Ask HN: Does Facebook Run on localhost? - sgy

how do big websites get tested? or get tested locally?
======
bazzargh
Facebook gave a presentation about their development practices at OSCON in
Portland last July, it was interesting (I was in the room at the time):
[https://www.youtube.com/watch?v=Ax9KR_PaiEM](https://www.youtube.com/watch?v=Ax9KR_PaiEM)

...the thing that sticks in my mind was, yes it runs on localhost, where the
localhost dev env has 3TB SSD and 144GB of memory :)

------
AJAr
Lots of insight—and several great projects—on their blog:
[https://code.facebook.com](https://code.facebook.com)

Things work a little different for Facebook than they do for sites with more
reasonable traffic. I've seen a few talks on YouTube where they speak about
the challenges of scalability as they gradually hot swap legacy X or Y for
their own in-house component Z.

See React/JSX and Flux, and the Haxl library. They go into detail about some
of the problems and solutions that they've made public with respect to those
projects, and they speak a lot about testing too in many of the posts. Worth
checking out.

------
jmcohen
Yes, every engineer there has a dev server running a copy of Facebook.

------
MichaelCrawford
I'd link to an article I wrote about website testing, but I used mod_rewrite
to redirect every URL on my site to "Make a Bonfire of Your Reputations".

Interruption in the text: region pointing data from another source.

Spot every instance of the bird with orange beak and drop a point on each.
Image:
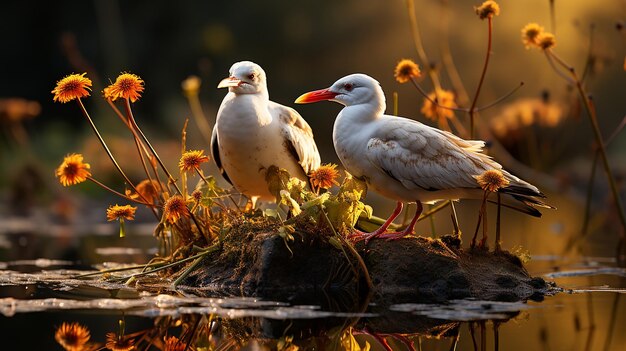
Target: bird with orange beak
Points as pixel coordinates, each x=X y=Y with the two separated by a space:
x=252 y=133
x=406 y=160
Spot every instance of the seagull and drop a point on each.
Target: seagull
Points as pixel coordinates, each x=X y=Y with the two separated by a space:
x=405 y=160
x=252 y=133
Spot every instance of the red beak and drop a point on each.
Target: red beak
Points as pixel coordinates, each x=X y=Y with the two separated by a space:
x=315 y=96
x=229 y=82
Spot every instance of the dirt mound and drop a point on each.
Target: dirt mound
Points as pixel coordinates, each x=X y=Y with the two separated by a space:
x=257 y=261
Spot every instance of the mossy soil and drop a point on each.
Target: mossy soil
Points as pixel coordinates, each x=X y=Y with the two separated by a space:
x=256 y=261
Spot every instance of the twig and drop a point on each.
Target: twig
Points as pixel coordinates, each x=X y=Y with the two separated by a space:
x=482 y=77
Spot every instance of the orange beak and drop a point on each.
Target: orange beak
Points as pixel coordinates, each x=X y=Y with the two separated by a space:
x=315 y=96
x=229 y=82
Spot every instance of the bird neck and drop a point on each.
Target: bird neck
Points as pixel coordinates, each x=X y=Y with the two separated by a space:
x=364 y=112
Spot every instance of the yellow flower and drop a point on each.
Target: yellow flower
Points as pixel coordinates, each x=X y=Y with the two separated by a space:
x=191 y=85
x=173 y=344
x=72 y=336
x=121 y=212
x=492 y=180
x=74 y=86
x=175 y=208
x=405 y=70
x=149 y=190
x=325 y=176
x=488 y=9
x=438 y=112
x=126 y=86
x=546 y=40
x=196 y=195
x=191 y=160
x=116 y=343
x=73 y=171
x=530 y=32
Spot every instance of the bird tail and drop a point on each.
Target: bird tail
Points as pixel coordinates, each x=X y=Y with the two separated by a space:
x=524 y=198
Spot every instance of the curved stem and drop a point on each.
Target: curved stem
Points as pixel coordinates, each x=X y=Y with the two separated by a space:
x=419 y=47
x=482 y=77
x=118 y=193
x=591 y=112
x=171 y=179
x=434 y=101
x=499 y=100
x=106 y=149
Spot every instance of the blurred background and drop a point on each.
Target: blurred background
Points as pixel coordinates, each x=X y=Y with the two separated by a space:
x=540 y=133
x=302 y=46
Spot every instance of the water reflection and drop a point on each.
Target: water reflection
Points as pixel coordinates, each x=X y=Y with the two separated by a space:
x=44 y=295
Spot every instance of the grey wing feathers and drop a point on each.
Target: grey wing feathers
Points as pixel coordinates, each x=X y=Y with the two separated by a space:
x=215 y=152
x=423 y=157
x=300 y=136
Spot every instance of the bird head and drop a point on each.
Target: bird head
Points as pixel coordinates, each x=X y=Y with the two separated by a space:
x=245 y=78
x=354 y=89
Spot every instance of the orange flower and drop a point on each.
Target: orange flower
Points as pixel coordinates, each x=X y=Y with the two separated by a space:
x=191 y=85
x=74 y=86
x=530 y=32
x=116 y=343
x=438 y=112
x=405 y=70
x=121 y=212
x=196 y=195
x=492 y=180
x=173 y=344
x=73 y=171
x=546 y=40
x=126 y=86
x=488 y=9
x=175 y=208
x=191 y=160
x=72 y=336
x=325 y=176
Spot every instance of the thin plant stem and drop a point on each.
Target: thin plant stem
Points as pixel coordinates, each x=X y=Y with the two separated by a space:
x=121 y=269
x=187 y=271
x=589 y=62
x=482 y=77
x=169 y=175
x=497 y=246
x=366 y=274
x=118 y=193
x=591 y=113
x=455 y=220
x=133 y=123
x=198 y=115
x=589 y=195
x=419 y=47
x=500 y=99
x=169 y=265
x=106 y=149
x=141 y=148
x=434 y=101
x=446 y=56
x=552 y=17
x=481 y=213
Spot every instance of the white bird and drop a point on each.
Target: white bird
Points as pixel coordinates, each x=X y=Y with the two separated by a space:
x=252 y=133
x=406 y=160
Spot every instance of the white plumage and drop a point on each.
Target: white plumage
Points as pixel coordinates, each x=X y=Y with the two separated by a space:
x=404 y=159
x=252 y=133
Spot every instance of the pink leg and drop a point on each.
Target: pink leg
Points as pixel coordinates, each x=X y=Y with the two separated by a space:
x=408 y=230
x=359 y=235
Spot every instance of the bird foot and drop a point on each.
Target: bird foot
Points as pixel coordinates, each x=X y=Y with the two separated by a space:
x=393 y=235
x=360 y=236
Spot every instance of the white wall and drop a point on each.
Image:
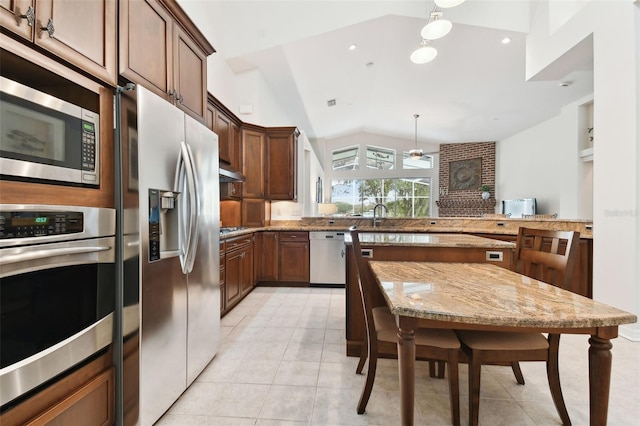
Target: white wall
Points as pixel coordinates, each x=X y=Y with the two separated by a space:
x=543 y=162
x=309 y=170
x=616 y=179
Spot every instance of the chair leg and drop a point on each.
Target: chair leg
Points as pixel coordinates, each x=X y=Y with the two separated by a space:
x=454 y=387
x=363 y=355
x=441 y=365
x=515 y=366
x=368 y=385
x=553 y=375
x=474 y=387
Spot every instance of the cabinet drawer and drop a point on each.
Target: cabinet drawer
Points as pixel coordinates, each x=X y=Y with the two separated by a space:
x=238 y=242
x=294 y=236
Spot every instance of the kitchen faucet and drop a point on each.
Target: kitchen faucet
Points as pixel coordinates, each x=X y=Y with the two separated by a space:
x=374 y=213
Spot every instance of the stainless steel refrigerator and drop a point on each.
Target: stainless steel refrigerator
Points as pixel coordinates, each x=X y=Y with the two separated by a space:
x=169 y=224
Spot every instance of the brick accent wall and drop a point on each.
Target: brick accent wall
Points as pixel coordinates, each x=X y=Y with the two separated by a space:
x=467 y=202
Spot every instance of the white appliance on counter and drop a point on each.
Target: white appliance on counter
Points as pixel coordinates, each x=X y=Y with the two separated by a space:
x=170 y=245
x=516 y=208
x=327 y=259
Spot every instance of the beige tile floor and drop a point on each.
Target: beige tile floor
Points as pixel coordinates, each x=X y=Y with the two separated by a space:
x=282 y=362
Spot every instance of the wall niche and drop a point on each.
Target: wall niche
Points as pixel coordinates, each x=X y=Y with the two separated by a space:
x=464 y=167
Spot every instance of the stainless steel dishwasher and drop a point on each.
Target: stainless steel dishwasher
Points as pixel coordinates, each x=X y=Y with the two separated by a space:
x=327 y=259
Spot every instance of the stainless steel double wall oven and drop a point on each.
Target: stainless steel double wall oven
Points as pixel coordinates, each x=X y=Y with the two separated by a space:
x=57 y=291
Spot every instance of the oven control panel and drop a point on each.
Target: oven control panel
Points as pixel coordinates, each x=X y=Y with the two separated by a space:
x=26 y=224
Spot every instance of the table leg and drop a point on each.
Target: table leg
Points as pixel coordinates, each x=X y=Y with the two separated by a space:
x=599 y=379
x=407 y=362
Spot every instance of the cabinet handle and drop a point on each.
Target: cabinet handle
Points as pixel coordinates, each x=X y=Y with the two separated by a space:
x=50 y=29
x=30 y=16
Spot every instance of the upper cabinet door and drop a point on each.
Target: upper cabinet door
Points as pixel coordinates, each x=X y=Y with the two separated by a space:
x=82 y=33
x=18 y=16
x=146 y=45
x=281 y=164
x=190 y=71
x=253 y=163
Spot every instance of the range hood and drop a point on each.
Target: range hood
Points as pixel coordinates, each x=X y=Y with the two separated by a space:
x=227 y=174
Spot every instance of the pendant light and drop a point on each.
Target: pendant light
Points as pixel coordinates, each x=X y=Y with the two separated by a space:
x=424 y=53
x=436 y=28
x=448 y=3
x=416 y=154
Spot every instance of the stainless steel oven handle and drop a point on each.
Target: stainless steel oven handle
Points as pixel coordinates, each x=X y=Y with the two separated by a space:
x=43 y=254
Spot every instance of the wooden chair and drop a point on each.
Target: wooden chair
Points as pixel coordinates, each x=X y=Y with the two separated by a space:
x=381 y=334
x=496 y=215
x=540 y=216
x=547 y=256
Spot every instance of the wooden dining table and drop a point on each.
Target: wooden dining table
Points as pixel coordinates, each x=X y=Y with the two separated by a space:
x=482 y=296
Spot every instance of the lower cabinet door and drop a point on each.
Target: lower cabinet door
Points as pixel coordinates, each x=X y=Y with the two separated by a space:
x=91 y=405
x=293 y=258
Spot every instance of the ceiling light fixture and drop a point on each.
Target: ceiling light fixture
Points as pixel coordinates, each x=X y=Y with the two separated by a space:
x=448 y=3
x=416 y=154
x=436 y=28
x=424 y=53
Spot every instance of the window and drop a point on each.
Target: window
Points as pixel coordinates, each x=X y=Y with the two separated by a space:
x=404 y=197
x=424 y=162
x=380 y=158
x=345 y=159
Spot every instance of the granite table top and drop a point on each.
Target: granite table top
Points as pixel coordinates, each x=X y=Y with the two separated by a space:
x=486 y=294
x=428 y=240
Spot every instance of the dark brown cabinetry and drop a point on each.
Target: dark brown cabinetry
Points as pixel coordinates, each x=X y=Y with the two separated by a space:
x=33 y=68
x=85 y=396
x=293 y=257
x=226 y=126
x=253 y=158
x=268 y=252
x=281 y=163
x=161 y=49
x=223 y=282
x=239 y=278
x=284 y=257
x=82 y=33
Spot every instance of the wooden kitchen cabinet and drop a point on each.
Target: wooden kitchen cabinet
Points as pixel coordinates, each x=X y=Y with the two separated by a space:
x=284 y=257
x=163 y=50
x=253 y=158
x=81 y=33
x=281 y=163
x=254 y=212
x=85 y=396
x=268 y=254
x=223 y=287
x=293 y=257
x=238 y=269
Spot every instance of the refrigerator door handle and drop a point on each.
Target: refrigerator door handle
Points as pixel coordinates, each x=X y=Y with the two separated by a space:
x=194 y=199
x=184 y=171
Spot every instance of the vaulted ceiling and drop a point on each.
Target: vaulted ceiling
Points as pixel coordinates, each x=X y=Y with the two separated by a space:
x=474 y=90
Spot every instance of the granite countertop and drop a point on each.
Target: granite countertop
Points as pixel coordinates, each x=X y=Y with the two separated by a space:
x=486 y=294
x=421 y=225
x=428 y=240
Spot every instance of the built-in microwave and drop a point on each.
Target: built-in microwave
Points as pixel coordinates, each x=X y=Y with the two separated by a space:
x=46 y=138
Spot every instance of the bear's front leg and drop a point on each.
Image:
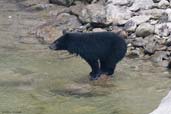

When I stop being so pissed off, you'll find my article at
[http://www.warplife.com/tips/webmaster/web-application-
testi...](http://www.warplife.com/tips/webmaster/web-application-testing/)

tl;dr: use a load generator. I wrote the article after some jackass woke me
and my new bridge out of bed at three in the morning because his sun
ultrasparc server fell over when brought live just in time for the christmas
shopping season.